IP Addressing and Subnetting

IP addressing is the shared vocabulary of routing, firewalls, Kubernetes Services, cloud VPCs, VPNs, and load balancers. Operators need to read CIDR notation quickly, identify local versus remote destinations, and understand why the selected source address matters.

Command Examples

ip addr show
ip route show
ip route get 198.51.100.10
ip -6 route show
ip -6 neigh show
getent ahosts example.com

Example output and meaning:

Command Example output What it does
ip addr show Interfaces, addresses, link state, counters, drops, and errors. Shows local interface state before blaming remote systems.
ip route show Destination, gateway, interface, and selected source address. Shows how the host will route the target flow.
ip route get 198.51.100.10 Destination, gateway, interface, and selected source address. Shows how the host will route the target flow.

CIDR and Prefixes

CIDR notation combines an address with a prefix length. The prefix is the network portion. The remaining bits identify hosts or interfaces inside that network.

Examples:

CIDR Meaning
10.0.0.0/8 Large private IPv4 block.
10.20.30.0/24 256 IPv4 addresses, commonly 254 usable host addresses.
192.0.2.10/32 One IPv4 host route.
2001:db8::/32 Documentation IPv6 prefix.
2001:db8:10::/64 Common IPv6 subnet size for one link.

Longest-prefix match wins. A /32 host route beats a /24, which beats a /16, which beats a default route.

Local Versus Routed

If the destination is inside a directly connected subnet, the host resolves a link-layer neighbor and sends directly. If not, it sends to a gateway. A wrong subnet mask can make a host ARP for a remote system that should have gone through a router.

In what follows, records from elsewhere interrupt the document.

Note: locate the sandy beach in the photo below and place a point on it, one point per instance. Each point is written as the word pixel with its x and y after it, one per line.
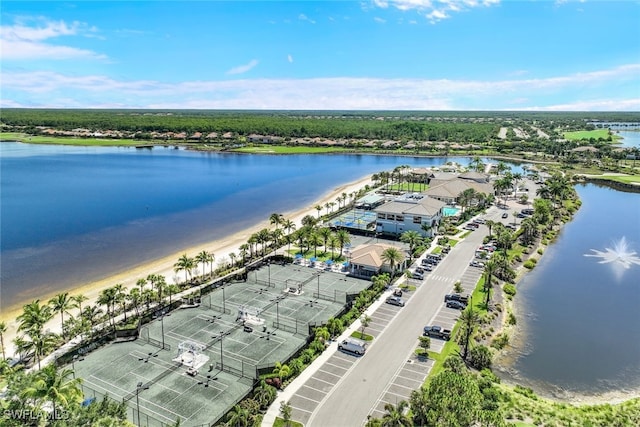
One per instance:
pixel 220 248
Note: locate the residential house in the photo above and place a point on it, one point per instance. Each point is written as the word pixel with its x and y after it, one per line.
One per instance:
pixel 366 260
pixel 415 212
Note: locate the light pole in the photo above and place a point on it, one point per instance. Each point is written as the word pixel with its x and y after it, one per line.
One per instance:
pixel 162 326
pixel 138 389
pixel 73 365
pixel 224 308
pixel 277 301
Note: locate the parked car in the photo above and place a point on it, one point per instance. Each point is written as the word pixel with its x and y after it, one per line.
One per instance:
pixel 437 332
pixel 456 297
pixel 352 346
pixel 456 304
pixel 395 301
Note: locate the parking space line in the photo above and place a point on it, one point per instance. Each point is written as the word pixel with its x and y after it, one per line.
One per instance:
pixel 328 373
pixel 301 410
pixel 337 366
pixel 298 395
pixel 321 380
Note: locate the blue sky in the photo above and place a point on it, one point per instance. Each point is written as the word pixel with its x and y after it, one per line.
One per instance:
pixel 334 55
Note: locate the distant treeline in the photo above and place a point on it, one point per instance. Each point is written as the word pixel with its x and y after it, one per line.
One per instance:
pixel 459 126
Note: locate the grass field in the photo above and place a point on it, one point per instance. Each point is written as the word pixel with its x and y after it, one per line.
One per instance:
pixel 621 178
pixel 21 137
pixel 282 149
pixel 587 134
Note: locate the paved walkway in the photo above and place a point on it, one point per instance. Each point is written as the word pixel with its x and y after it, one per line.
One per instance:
pixel 469 280
pixel 293 388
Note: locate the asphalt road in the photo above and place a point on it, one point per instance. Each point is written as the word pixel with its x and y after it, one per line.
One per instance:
pixel 358 391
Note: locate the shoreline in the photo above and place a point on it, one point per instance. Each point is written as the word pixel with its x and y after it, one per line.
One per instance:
pixel 505 359
pixel 221 248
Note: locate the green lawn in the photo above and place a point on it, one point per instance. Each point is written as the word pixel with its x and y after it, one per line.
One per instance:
pixel 14 136
pixel 283 149
pixel 624 178
pixel 587 134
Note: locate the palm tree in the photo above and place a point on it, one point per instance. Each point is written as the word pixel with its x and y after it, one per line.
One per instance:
pixel 41 343
pixel 135 296
pixel 393 257
pixel 309 221
pixel 365 321
pixel 325 234
pixel 61 303
pixel 108 298
pixel 469 319
pixel 160 285
pixel 141 283
pixel 3 329
pixel 489 223
pixel 185 264
pixel 489 269
pixel 232 257
pixel 276 219
pixel 244 251
pixel 171 290
pixel 412 238
pixel 288 225
pixel 476 164
pixel 502 167
pixel 343 238
pixel 78 300
pixel 202 258
pixel 57 387
pixel 34 316
pixel 396 415
pixel 314 240
pixel 210 260
pixel 529 231
pixel 264 236
pixel 121 299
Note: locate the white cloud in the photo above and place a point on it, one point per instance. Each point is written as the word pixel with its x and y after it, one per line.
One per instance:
pixel 632 104
pixel 240 69
pixel 303 17
pixel 579 91
pixel 26 40
pixel 434 10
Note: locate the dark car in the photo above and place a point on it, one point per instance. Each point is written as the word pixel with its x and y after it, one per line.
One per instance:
pixel 456 304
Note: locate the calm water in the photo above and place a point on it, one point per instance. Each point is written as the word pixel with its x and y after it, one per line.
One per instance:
pixel 73 215
pixel 582 322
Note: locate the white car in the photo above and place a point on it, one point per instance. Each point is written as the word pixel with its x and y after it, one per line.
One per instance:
pixel 395 301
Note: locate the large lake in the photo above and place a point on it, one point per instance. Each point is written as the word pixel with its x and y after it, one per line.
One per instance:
pixel 73 215
pixel 579 318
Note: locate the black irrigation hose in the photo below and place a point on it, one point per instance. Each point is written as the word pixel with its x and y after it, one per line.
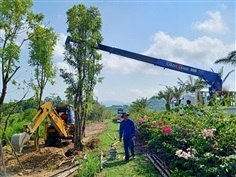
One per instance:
pixel 159 165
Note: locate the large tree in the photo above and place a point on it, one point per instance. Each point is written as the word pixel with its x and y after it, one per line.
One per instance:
pixel 84 25
pixel 42 43
pixel 16 19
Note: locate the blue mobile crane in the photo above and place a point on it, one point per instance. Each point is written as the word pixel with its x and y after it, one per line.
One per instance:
pixel 212 79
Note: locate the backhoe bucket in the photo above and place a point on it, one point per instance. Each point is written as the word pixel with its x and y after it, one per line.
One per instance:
pixel 18 141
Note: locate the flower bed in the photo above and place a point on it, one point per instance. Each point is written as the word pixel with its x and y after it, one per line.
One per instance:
pixel 192 141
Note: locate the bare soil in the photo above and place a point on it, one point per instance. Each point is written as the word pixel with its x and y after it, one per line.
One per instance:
pixel 48 160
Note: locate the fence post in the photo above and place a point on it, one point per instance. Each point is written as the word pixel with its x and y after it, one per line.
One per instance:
pixel 3 162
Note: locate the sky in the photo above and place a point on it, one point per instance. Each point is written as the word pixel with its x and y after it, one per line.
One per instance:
pixel 193 33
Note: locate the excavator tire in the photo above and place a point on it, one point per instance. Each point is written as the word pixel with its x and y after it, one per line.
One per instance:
pixel 52 140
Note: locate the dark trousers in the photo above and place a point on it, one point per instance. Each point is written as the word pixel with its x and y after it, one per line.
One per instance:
pixel 129 144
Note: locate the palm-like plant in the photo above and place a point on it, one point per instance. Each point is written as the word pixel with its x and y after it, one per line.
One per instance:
pixel 176 93
pixel 139 105
pixel 221 72
pixel 191 85
pixel 229 59
pixel 166 95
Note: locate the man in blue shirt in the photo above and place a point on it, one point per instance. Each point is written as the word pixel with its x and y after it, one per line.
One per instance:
pixel 127 131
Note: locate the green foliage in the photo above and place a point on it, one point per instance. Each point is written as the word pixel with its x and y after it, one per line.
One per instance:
pixel 89 165
pixel 139 105
pixel 192 141
pixel 42 43
pixel 84 26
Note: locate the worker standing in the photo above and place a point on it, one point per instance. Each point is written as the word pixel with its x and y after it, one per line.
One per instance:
pixel 127 131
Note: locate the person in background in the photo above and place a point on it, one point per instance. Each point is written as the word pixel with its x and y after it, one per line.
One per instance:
pixel 127 131
pixel 64 117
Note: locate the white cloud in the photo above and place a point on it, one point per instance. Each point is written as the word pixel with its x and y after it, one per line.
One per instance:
pixel 202 51
pixel 118 64
pixel 214 24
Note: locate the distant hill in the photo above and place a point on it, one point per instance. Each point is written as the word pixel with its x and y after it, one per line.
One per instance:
pixel 157 105
pixel 109 103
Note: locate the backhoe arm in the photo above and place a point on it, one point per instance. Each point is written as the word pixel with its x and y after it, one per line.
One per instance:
pixel 18 140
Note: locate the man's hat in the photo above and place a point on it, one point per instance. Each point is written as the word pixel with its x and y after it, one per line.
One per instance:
pixel 125 114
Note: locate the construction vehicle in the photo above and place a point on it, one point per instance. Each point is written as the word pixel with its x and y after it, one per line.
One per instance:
pixel 212 79
pixel 58 129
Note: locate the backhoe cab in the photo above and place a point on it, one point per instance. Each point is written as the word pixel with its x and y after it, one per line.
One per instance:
pixel 60 127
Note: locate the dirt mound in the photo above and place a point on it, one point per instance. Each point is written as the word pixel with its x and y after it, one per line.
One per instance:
pixel 48 160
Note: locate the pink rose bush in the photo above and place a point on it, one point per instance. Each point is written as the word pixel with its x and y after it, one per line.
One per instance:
pixel 185 143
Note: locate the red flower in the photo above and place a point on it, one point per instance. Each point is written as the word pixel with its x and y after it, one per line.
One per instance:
pixel 160 123
pixel 166 130
pixel 213 146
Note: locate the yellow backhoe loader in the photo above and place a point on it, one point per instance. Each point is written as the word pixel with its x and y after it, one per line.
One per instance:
pixel 60 127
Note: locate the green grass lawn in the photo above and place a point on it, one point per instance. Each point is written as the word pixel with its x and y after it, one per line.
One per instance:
pixel 139 167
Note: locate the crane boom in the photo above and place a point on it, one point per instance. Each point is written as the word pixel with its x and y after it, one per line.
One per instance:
pixel 211 78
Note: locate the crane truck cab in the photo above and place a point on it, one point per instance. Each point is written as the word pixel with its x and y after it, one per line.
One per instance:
pixel 54 132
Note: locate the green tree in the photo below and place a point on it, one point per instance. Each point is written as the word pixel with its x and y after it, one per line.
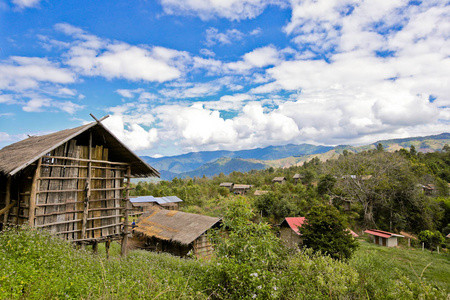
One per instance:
pixel 326 230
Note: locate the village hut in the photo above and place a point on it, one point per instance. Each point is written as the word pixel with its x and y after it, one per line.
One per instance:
pixel 228 185
pixel 142 203
pixel 298 177
pixel 73 183
pixel 384 238
pixel 290 231
pixel 280 180
pixel 175 232
pixel 241 189
pixel 260 192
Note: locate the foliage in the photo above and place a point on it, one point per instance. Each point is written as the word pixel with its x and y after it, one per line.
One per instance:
pixel 431 239
pixel 326 231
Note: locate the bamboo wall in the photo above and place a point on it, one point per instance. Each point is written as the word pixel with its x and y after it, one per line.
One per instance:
pixel 73 192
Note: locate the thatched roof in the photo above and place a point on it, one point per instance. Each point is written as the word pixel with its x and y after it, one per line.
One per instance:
pixel 18 156
pixel 172 225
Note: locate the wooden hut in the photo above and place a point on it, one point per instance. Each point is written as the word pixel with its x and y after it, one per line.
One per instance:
pixel 142 203
pixel 175 232
pixel 280 180
pixel 241 189
pixel 384 238
pixel 72 183
pixel 290 231
pixel 228 185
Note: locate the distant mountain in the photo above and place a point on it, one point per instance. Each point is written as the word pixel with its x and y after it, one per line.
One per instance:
pixel 191 161
pixel 224 165
pixel 210 163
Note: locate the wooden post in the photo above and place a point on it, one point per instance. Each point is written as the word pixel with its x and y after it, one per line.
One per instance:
pixel 7 198
pixel 107 244
pixel 33 198
pixel 87 191
pixel 123 251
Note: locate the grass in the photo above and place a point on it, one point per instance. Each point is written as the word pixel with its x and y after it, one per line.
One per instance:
pixel 36 265
pixel 381 266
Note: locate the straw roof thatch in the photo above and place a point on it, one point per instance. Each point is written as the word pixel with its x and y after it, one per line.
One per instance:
pixel 172 225
pixel 16 157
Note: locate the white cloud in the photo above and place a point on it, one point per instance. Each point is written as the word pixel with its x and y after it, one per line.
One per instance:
pixel 22 73
pixel 230 9
pixel 21 4
pixel 213 36
pixel 93 56
pixel 131 133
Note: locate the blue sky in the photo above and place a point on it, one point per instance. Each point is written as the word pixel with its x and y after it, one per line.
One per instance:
pixel 177 76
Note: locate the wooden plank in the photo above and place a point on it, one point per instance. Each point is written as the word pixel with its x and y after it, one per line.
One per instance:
pixel 7 208
pixel 7 199
pixel 81 196
pixel 125 221
pixel 93 160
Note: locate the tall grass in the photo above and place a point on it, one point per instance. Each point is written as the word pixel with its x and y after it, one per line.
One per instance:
pixel 37 265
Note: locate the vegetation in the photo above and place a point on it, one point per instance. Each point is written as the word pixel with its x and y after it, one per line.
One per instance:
pixel 385 191
pixel 326 231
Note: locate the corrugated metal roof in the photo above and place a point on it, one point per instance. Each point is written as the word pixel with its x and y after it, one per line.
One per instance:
pixel 159 200
pixel 381 233
pixel 295 223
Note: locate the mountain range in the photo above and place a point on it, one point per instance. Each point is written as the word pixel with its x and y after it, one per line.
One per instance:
pixel 210 163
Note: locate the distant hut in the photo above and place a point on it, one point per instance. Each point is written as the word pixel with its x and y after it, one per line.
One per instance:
pixel 176 232
pixel 241 189
pixel 71 183
pixel 280 180
pixel 228 185
pixel 298 177
pixel 384 238
pixel 290 232
pixel 260 192
pixel 141 203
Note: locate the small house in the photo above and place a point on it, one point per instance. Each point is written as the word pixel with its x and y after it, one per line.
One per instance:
pixel 228 185
pixel 290 231
pixel 241 189
pixel 175 232
pixel 298 177
pixel 73 183
pixel 384 238
pixel 280 180
pixel 141 203
pixel 260 192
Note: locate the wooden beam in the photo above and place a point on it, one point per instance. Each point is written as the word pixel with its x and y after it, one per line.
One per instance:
pixel 7 200
pixel 123 251
pixel 7 208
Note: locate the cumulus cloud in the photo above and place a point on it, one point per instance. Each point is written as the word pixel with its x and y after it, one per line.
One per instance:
pixel 93 56
pixel 21 4
pixel 131 133
pixel 213 36
pixel 207 9
pixel 22 73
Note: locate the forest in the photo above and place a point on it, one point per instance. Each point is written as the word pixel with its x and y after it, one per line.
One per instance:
pixel 402 190
pixel 396 191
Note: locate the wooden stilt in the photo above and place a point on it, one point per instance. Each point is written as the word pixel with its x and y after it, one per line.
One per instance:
pixel 34 189
pixel 8 200
pixel 107 244
pixel 125 221
pixel 87 191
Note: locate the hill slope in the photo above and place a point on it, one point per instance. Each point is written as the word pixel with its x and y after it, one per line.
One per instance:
pixel 210 163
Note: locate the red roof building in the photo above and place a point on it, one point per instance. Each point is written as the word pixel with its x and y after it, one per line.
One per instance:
pixel 384 238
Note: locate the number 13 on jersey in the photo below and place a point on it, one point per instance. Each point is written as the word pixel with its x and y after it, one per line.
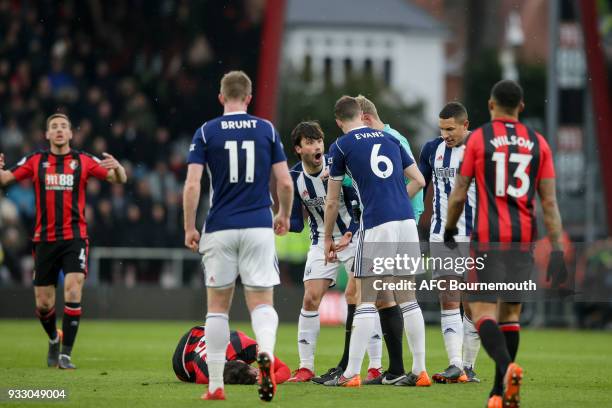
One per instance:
pixel 520 173
pixel 249 147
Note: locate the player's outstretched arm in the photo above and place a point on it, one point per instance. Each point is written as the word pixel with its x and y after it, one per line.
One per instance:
pixel 116 173
pixel 417 181
pixel 552 217
pixel 284 189
pixel 557 271
pixel 191 198
pixel 6 176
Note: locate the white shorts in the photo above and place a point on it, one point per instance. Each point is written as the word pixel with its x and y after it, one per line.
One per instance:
pixel 248 252
pixel 440 266
pixel 378 249
pixel 315 263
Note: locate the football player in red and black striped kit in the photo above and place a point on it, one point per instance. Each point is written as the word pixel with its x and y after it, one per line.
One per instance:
pixel 189 359
pixel 60 240
pixel 510 163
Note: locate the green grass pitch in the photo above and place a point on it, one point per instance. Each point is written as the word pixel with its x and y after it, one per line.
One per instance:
pixel 127 364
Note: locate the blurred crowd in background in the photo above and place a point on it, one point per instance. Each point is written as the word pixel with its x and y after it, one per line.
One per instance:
pixel 135 85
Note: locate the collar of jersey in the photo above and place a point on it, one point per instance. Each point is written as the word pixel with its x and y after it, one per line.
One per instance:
pixel 505 120
pixel 318 174
pixel 358 127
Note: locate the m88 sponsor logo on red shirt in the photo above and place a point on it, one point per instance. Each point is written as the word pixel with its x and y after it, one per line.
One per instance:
pixel 62 182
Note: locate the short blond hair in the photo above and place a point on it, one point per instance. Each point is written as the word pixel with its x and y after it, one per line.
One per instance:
pixel 236 85
pixel 367 106
pixel 346 108
pixel 58 115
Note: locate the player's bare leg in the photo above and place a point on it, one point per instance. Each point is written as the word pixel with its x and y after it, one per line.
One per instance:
pixel 73 290
pixel 264 321
pixel 452 333
pixel 218 302
pixel 309 326
pixel 471 343
pixel 45 310
pixel 414 326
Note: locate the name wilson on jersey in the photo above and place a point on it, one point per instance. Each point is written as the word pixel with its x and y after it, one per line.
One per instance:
pixel 513 140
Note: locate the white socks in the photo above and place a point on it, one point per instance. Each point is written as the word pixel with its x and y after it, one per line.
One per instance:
pixel 471 342
pixel 217 338
pixel 452 332
pixel 375 345
pixel 309 326
pixel 264 321
pixel 414 326
pixel 363 326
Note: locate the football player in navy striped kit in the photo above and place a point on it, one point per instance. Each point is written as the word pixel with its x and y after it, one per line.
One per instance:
pixel 439 163
pixel 310 191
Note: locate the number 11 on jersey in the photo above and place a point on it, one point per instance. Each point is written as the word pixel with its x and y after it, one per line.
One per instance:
pixel 249 146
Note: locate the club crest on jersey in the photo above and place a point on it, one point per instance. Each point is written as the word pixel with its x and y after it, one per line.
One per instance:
pixel 445 172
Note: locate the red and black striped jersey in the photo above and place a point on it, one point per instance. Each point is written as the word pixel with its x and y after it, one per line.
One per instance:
pixel 60 183
pixel 192 352
pixel 508 160
pixel 189 359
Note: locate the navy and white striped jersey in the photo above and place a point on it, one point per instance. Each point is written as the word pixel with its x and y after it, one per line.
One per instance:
pixel 440 164
pixel 238 151
pixel 310 192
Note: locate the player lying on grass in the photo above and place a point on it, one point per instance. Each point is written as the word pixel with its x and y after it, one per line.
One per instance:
pixel 189 359
pixel 310 190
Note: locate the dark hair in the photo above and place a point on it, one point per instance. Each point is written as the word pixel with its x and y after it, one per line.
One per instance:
pixel 346 108
pixel 177 360
pixel 58 115
pixel 306 130
pixel 508 94
pixel 453 110
pixel 238 372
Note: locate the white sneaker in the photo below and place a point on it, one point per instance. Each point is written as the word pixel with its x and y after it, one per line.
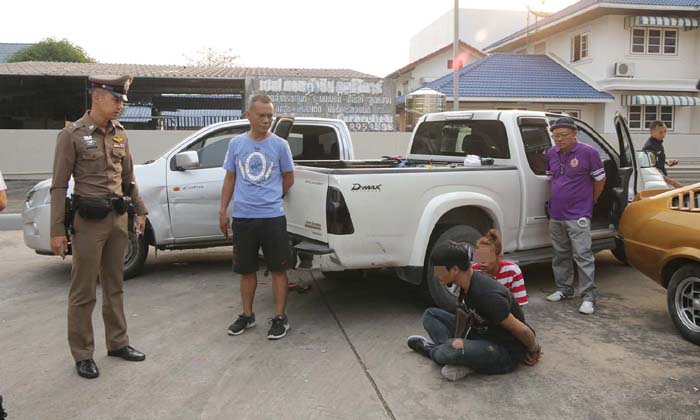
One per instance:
pixel 556 296
pixel 454 372
pixel 586 307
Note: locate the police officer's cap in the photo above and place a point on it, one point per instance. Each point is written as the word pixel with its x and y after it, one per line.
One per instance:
pixel 563 122
pixel 116 85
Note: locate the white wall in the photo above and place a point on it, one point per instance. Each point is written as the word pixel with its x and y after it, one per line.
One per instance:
pixel 611 42
pixel 477 27
pixel 29 153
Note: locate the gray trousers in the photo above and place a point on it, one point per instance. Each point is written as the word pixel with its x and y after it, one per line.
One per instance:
pixel 573 241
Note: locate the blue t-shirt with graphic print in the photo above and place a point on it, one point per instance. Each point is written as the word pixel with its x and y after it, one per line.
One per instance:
pixel 259 166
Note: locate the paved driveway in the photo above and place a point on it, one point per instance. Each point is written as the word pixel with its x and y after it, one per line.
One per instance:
pixel 344 358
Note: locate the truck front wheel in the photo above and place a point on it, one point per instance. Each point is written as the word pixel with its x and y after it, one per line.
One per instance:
pixel 445 297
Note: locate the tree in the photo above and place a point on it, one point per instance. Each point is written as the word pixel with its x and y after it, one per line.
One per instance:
pixel 50 49
pixel 212 57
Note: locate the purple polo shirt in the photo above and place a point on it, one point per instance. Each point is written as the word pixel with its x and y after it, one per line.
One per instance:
pixel 573 174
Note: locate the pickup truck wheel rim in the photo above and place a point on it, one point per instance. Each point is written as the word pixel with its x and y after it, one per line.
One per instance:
pixel 453 289
pixel 688 303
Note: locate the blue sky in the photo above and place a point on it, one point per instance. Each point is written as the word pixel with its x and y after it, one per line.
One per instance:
pixel 365 35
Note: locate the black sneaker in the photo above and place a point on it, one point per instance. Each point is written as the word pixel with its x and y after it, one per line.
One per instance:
pixel 279 327
pixel 242 323
pixel 420 344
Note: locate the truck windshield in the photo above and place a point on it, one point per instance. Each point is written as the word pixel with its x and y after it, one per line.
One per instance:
pixel 485 138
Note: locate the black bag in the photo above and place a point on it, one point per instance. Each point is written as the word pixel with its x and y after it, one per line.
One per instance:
pixel 463 318
pixel 93 208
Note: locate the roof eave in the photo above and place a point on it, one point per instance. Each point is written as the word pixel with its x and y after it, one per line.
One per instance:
pixel 611 7
pixel 532 99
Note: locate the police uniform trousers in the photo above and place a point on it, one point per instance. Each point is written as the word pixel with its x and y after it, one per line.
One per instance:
pixel 98 253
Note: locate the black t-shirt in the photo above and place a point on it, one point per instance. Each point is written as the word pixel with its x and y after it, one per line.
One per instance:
pixel 656 146
pixel 493 302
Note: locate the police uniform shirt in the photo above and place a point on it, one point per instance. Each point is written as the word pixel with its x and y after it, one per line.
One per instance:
pixel 99 163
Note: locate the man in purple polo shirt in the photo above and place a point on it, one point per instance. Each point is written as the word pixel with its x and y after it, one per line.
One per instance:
pixel 578 178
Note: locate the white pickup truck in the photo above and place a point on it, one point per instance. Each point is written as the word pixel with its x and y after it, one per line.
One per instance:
pixel 358 215
pixel 182 187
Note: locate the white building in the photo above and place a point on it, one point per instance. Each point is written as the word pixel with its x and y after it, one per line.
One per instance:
pixel 477 28
pixel 645 53
pixel 431 66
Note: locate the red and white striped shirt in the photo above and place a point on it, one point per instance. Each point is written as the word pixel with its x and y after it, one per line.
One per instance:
pixel 510 276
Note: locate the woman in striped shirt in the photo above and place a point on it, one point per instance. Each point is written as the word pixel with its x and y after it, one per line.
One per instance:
pixel 489 253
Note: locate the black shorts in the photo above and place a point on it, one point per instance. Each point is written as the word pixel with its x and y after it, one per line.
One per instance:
pixel 251 234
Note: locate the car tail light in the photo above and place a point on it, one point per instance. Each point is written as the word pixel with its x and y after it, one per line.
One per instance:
pixel 337 214
pixel 688 201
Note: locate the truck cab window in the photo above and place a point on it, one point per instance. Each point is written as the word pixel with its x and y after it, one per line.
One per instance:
pixel 485 138
pixel 536 142
pixel 213 147
pixel 309 142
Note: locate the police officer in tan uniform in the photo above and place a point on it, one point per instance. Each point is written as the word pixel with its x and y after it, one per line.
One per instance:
pixel 95 151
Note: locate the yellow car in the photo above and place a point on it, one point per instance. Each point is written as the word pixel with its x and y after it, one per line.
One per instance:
pixel 661 234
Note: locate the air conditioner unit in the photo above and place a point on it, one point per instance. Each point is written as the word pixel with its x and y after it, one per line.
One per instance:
pixel 624 69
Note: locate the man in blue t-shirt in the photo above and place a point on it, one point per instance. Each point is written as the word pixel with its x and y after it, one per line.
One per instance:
pixel 259 171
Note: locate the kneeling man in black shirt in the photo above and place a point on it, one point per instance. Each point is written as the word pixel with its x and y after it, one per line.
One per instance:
pixel 497 343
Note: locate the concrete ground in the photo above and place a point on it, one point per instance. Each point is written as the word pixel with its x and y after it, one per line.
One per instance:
pixel 344 358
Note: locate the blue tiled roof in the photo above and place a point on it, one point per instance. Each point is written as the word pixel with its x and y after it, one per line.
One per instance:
pixel 7 49
pixel 584 4
pixel 517 76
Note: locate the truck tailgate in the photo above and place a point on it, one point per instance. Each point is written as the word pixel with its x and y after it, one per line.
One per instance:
pixel 305 204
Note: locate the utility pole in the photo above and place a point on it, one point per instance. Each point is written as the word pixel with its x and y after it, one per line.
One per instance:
pixel 455 63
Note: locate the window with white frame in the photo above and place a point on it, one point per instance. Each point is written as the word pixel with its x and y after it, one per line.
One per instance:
pixel 641 116
pixel 576 113
pixel 655 41
pixel 580 47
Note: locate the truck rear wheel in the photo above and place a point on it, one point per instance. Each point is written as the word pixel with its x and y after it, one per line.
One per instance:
pixel 135 256
pixel 438 295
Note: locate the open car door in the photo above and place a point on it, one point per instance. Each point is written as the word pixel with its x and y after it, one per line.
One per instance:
pixel 628 171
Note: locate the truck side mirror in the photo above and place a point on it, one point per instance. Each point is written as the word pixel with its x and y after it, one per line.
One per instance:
pixel 646 159
pixel 186 160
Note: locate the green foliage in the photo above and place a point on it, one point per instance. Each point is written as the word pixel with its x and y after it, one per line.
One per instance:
pixel 50 49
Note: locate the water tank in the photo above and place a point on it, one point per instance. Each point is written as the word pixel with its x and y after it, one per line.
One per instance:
pixel 421 102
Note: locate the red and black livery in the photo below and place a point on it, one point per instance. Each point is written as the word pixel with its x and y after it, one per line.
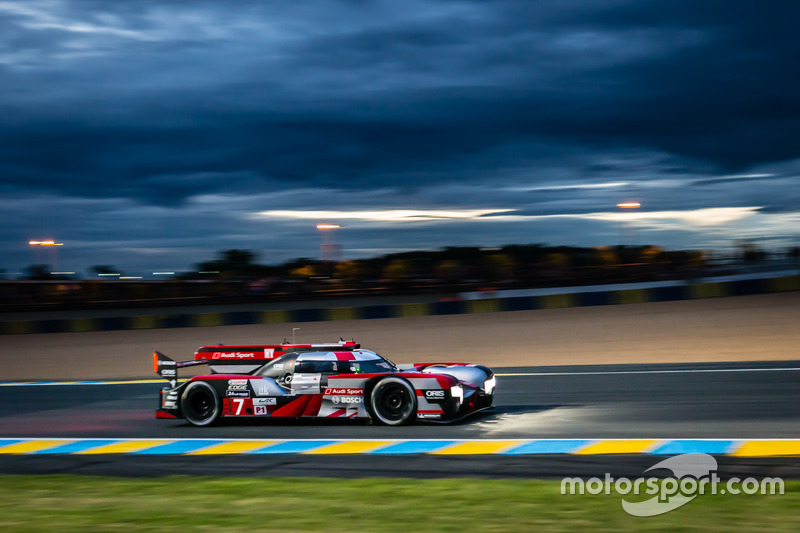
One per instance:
pixel 337 380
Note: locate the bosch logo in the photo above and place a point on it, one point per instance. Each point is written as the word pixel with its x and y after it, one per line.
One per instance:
pixel 343 392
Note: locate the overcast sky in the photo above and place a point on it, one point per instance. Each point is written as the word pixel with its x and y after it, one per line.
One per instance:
pixel 151 134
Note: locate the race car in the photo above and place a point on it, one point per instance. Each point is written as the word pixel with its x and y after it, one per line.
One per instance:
pixel 338 380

Private, Public, and Special Ranges

Operators should recognize common special ranges:

  • RFC 1918 private IPv4: 10.0.0.0/8, 172.16.0.0/12, 192.168.0.0/16,
  • loopback: 127.0.0.0/8 and ::1,
  • link-local: 169.254.0.0/16 and fe80::/10,
  • documentation: 192.0.2.0/24, 198.51.100.0/24, 203.0.113.0/24, and 2001:db8::/32.

Cloud and Kubernetes networks often overlap with private ranges. Overlap between a laptop VPN, VPC, Pod CIDR, Service CIDR, and on-prem network can produce confusing route and NAT failures.

IPv6 Basics

IPv6 is not just bigger IPv4. Hosts often have multiple IPv6 addresses, including link-local addresses. Neighbor Discovery replaces ARP, router advertisements can provide network configuration, and many links use /64 prefixes.

Dual-stack failures often look like intermittent application timeouts because clients may try IPv6 first, fall back to IPv4, or race both families.

Source Address Selection

The route lookup chooses not only an egress interface and next hop, but often a source address. Firewalls, replies, TLS certificates, and upstream ACLs may depend on that source address. Use ip route get to inspect the decision Linux would make.

Troubleshooting Flow

  1. Confirm the local addresses and prefix lengths.
  2. Confirm the selected route with ip route get.
  3. Confirm whether the destination should be local or routed.
  4. Check the default gateway.
  5. Check source address selection.
  6. Check for overlapping private ranges.
  7. For dual stack, test A/AAAA and IPv4/IPv6 paths separately.

Study Cards

Question

What does a CIDR prefix length describe?

Answer

How many leading address bits are the network prefix used for routing decisions.

Question

What is longest-prefix match?

Answer

The most specific matching route wins over broader matching routes.

Question

Why does source address selection matter?

Answer

Return routing, firewall policy, ACLs, and upstream expectations can depend on the chosen source address.